A Nixie is an undeliverable-as-addressed mailing.
As used by the United States Postal Service, a Nixie is distinguished from other address errors in that the mail piece is always returned to the sender. (Vs. a Change of Address (COA) which can either be forwarded or returned to the sender corrected/notified.) The term itself has been used to describe undeliverable mail for some time (see below), but starting in the early 21st century it has appeared in print, visible to patrons, in the upper left corner of yellow labels generated by the USPS's Postal Automated Redirection System (PARS).

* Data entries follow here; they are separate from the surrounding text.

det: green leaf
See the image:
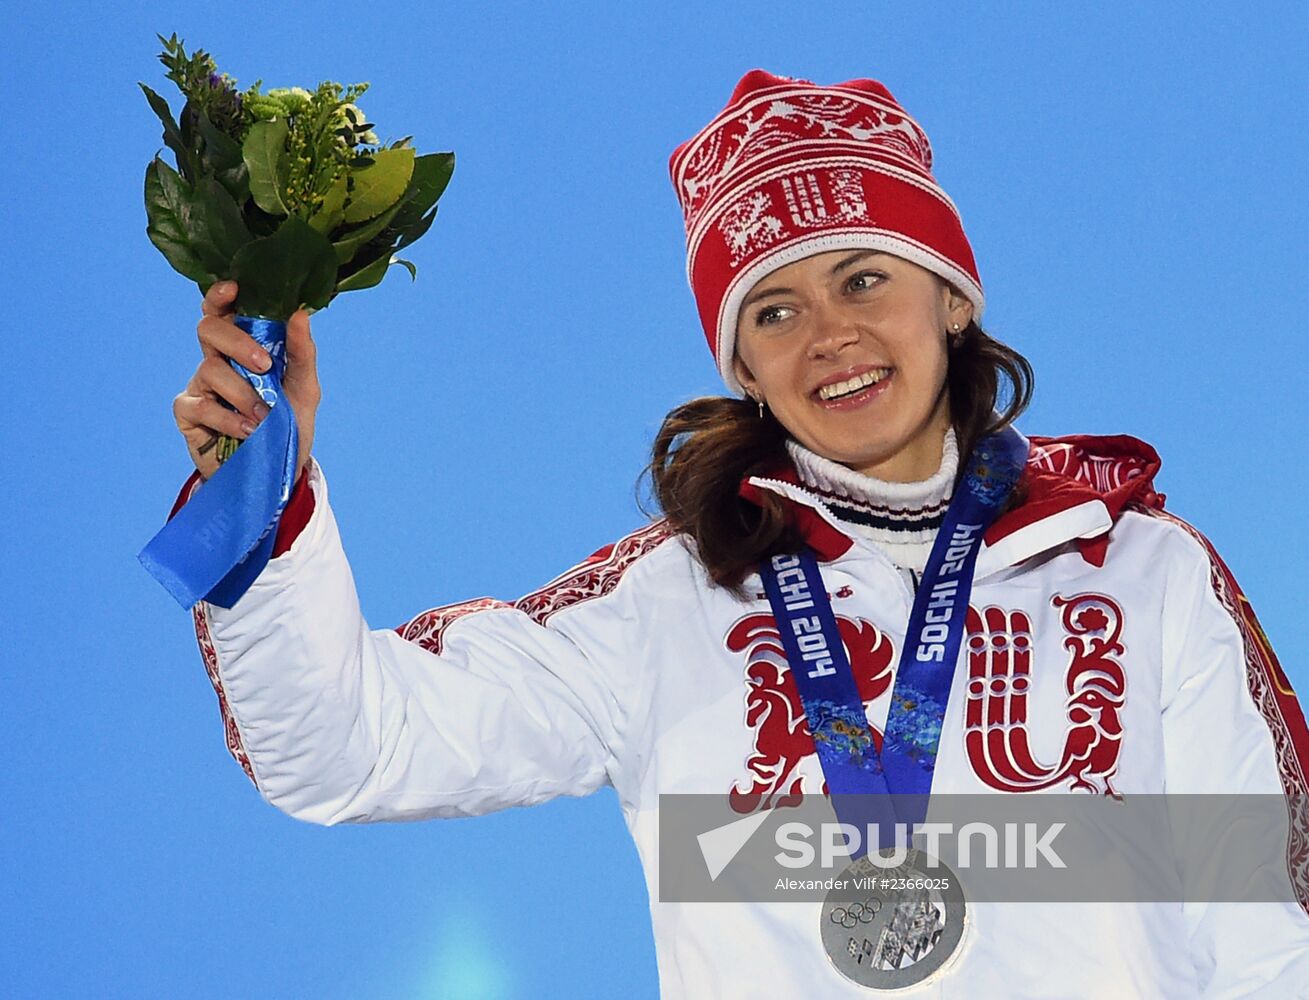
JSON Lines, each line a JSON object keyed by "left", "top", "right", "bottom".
{"left": 196, "top": 176, "right": 253, "bottom": 262}
{"left": 307, "top": 172, "right": 348, "bottom": 235}
{"left": 195, "top": 109, "right": 243, "bottom": 170}
{"left": 230, "top": 215, "right": 339, "bottom": 320}
{"left": 334, "top": 249, "right": 388, "bottom": 292}
{"left": 394, "top": 205, "right": 438, "bottom": 252}
{"left": 144, "top": 157, "right": 216, "bottom": 285}
{"left": 393, "top": 258, "right": 417, "bottom": 281}
{"left": 179, "top": 100, "right": 199, "bottom": 162}
{"left": 215, "top": 161, "right": 251, "bottom": 206}
{"left": 139, "top": 82, "right": 197, "bottom": 181}
{"left": 243, "top": 118, "right": 291, "bottom": 217}
{"left": 335, "top": 251, "right": 396, "bottom": 293}
{"left": 343, "top": 147, "right": 415, "bottom": 223}
{"left": 390, "top": 152, "right": 453, "bottom": 231}
{"left": 331, "top": 197, "right": 404, "bottom": 265}
{"left": 301, "top": 240, "right": 339, "bottom": 311}
{"left": 153, "top": 161, "right": 231, "bottom": 275}
{"left": 242, "top": 201, "right": 284, "bottom": 239}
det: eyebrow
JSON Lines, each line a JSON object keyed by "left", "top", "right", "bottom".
{"left": 741, "top": 251, "right": 884, "bottom": 308}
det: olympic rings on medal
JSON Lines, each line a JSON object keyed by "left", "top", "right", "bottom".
{"left": 829, "top": 898, "right": 882, "bottom": 929}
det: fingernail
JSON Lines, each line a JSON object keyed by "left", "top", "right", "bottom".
{"left": 251, "top": 350, "right": 271, "bottom": 371}
{"left": 240, "top": 419, "right": 257, "bottom": 436}
{"left": 253, "top": 402, "right": 270, "bottom": 419}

At some point in the 20th century, the term "Nixie clerk" referred to a postal employee who tried to figure out what to do with undeliverable items, which were not just poorly-addressed mail, but ranged from torn-open envelopes of photographs, even to lost & found wallets dropped into a mailbox. More recently, the USPS National Change of Address (NCOA) Service provided data to mailers with scoring on how close a match the name and address are to something actually forward-able or deliverable, which were referred to as "Nixie Codes".
With the advent of e-mail messages, the term receives wider use, e.g. address changes are registered in what may be called the Nixielist (Nixie-list or Nixie list).
Etymology: From "nix", English slang for German variant of "nichts", meaning "nothing"; + "-ie", an item or a thing. "Nix" usage in English c. 1780-1790, "Nixie" c. 1880-1885.